Certains responsables politiques sont enthousiastes face à la perspective d'un taux d'impôt minimum mondialisé. Il va tout résoudre?
Sergio Rossi, professeur d'économie à l'Université de Fribourg: Ce n'est pas la solution à tous les problèmes, mais c'est un pas dans la bonne direction. Il va permettre de réduire la concurrence fiscale déloyale entre les pays, avec une sous-enchère qui tire toute l'économie mondiale vers le bas. Actuellement, si la Suisse baisse ses barèmes d'imposition, d'autres pays vont suivre. Au final, il y aura moins de recettes fiscales et donc moins de services publics. Si un Etat encaisse moins, il va devoir rééquilibrer son budget et donc couper dans les politiques sociales, la police, le système de santé ou l'éducation.
Concrètement, l'argent récupéré avec ce nouveau taux, cela représente quoi?
Selon mes estimations actuelles, cela devrait représenter quatre à cinq milliards de francs supplémentaires par année. Pour vous donner une idée, cette somme permettrait de construire quatre ou cinq hôpitaux, une vingtaine d'écoles ou d'augmenter les rentes AVS pour tous les retraités.
On entend déjà des craintes pour la Suisse. Selon vous, on va y gagner ou on va y perdre?
On va être gagnant en termes financiers et en termes de réputation. Si la Suisse joue le jeu, qu'elle va dans le sens de cet accord, je pense qu'elle va même pouvoir attirer des entreprises, notamment d'Irlande (réd: qui offre aujourd'hui une fiscalité très avantageuse aux sociétés).

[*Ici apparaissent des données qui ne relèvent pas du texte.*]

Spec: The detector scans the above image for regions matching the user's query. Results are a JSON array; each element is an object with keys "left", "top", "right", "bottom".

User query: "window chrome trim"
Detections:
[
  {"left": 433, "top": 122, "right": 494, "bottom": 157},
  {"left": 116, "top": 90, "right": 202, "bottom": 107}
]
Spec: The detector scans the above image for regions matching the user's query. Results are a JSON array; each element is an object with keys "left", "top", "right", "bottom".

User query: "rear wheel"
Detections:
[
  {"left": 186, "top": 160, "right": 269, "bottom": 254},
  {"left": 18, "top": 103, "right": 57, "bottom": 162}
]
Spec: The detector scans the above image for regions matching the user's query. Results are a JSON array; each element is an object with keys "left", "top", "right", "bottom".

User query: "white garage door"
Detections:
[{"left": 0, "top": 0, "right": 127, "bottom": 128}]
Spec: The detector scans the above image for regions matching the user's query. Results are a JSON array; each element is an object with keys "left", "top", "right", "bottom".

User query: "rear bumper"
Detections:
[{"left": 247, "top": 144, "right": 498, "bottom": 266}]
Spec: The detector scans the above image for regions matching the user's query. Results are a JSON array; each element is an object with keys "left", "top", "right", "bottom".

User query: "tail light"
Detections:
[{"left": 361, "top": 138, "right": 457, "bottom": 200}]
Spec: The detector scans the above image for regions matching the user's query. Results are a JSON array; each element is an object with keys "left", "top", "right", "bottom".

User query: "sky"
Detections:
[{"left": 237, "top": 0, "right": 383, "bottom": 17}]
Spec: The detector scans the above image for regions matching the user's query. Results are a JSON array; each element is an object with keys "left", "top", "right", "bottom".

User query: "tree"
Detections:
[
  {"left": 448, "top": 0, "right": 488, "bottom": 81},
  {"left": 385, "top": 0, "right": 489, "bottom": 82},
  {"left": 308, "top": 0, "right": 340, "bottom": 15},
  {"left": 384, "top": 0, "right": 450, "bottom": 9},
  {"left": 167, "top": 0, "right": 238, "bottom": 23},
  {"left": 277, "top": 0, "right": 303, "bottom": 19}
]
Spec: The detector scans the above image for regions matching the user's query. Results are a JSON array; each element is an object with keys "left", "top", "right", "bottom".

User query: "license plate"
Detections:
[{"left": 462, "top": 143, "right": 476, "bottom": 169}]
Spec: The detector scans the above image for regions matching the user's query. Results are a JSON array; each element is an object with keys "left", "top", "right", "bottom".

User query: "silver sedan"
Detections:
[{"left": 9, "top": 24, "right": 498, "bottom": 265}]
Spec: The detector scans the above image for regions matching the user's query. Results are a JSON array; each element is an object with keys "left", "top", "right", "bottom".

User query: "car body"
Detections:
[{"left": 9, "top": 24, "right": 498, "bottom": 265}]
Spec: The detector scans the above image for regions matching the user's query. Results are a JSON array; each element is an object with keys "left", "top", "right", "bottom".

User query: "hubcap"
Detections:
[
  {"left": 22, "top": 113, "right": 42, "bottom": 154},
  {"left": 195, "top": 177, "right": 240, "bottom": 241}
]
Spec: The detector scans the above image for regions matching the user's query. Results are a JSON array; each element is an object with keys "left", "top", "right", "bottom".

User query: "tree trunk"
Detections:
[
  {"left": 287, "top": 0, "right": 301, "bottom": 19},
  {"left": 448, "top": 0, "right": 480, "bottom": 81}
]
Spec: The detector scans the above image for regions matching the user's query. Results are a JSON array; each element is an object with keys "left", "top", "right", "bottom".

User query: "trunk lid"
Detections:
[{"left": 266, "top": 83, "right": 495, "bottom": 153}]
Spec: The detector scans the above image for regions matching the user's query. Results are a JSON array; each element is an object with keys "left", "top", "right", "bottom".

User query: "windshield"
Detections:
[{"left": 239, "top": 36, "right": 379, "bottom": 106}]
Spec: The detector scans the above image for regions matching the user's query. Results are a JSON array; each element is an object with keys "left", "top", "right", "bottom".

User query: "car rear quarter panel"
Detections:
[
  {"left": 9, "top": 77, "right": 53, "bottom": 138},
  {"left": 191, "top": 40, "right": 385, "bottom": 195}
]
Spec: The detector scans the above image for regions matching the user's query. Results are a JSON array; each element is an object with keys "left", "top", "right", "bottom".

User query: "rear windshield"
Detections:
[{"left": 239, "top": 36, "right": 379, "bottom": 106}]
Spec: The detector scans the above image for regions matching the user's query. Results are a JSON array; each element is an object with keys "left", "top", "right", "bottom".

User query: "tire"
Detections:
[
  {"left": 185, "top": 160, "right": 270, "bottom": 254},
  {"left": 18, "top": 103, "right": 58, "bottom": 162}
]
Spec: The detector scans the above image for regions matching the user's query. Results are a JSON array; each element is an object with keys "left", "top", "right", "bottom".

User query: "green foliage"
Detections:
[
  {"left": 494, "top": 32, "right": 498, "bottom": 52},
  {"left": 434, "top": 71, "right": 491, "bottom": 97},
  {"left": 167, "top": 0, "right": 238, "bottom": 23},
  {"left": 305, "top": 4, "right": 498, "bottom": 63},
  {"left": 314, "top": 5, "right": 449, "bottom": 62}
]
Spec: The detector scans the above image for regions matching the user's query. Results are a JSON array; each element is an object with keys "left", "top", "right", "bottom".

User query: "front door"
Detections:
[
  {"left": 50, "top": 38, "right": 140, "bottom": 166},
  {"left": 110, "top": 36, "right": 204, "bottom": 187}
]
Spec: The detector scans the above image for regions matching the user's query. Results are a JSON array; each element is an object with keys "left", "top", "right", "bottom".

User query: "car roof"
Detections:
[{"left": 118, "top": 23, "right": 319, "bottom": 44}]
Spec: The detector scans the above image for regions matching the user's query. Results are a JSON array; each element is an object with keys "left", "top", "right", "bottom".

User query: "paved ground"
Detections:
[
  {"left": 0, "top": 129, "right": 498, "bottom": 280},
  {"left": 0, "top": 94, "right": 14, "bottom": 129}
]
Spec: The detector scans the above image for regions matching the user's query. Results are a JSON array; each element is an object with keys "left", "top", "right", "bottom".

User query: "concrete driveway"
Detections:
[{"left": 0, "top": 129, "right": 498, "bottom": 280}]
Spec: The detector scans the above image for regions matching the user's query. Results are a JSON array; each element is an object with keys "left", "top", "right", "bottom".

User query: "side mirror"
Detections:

Si le taux d'imposition est le même partout, nous avons des arguments géographiques à faire valoir, nous avons une position très centrale pour une entreprise qui vise le continent européen. Et on a d'autres avantages qui vont au-delà de la fiscalité: la stabilité politique, le franc fort, le niveau de formation.
Le taux mondial a à peine été évoqué que certains cantons annoncent déjà des stratégies pour le contourner. C'est la bonne solution?
C'est une mauvaise solution qui va nuire à notre réputation. Et par effet ricochet, d'autres pays vont adopter la même stratégie. Cela va engendrer une nouvelle concurrence qui va tirer tous les pays vers le bas. Dans tous les cas, certaines entreprises vont continuer à chercher le pays où elles payeront le moins.
Mais si le taux minimum est fixé à 15%, comment est-ce qu'elles pourraient y échapper?
En réaction à ce taux minimum, on peut tout à fait imaginer que des pays créent de nouvelles niches fiscales. Si on augmente le barème mais qu'on permet aux entreprises de déduire davantage de coûts, elles vont payer comme avant, voire encore moins. En Suisse, par exemple, il existe des déductions fiscales pour les activités liées à la recherche. Une entreprise qui dépense deux milliards pour développer un outil informatique très utile grâce auquel elle gagne beaucoup d'argent pourra, ensuite, déduire ces deux milliards de ses bénéfices.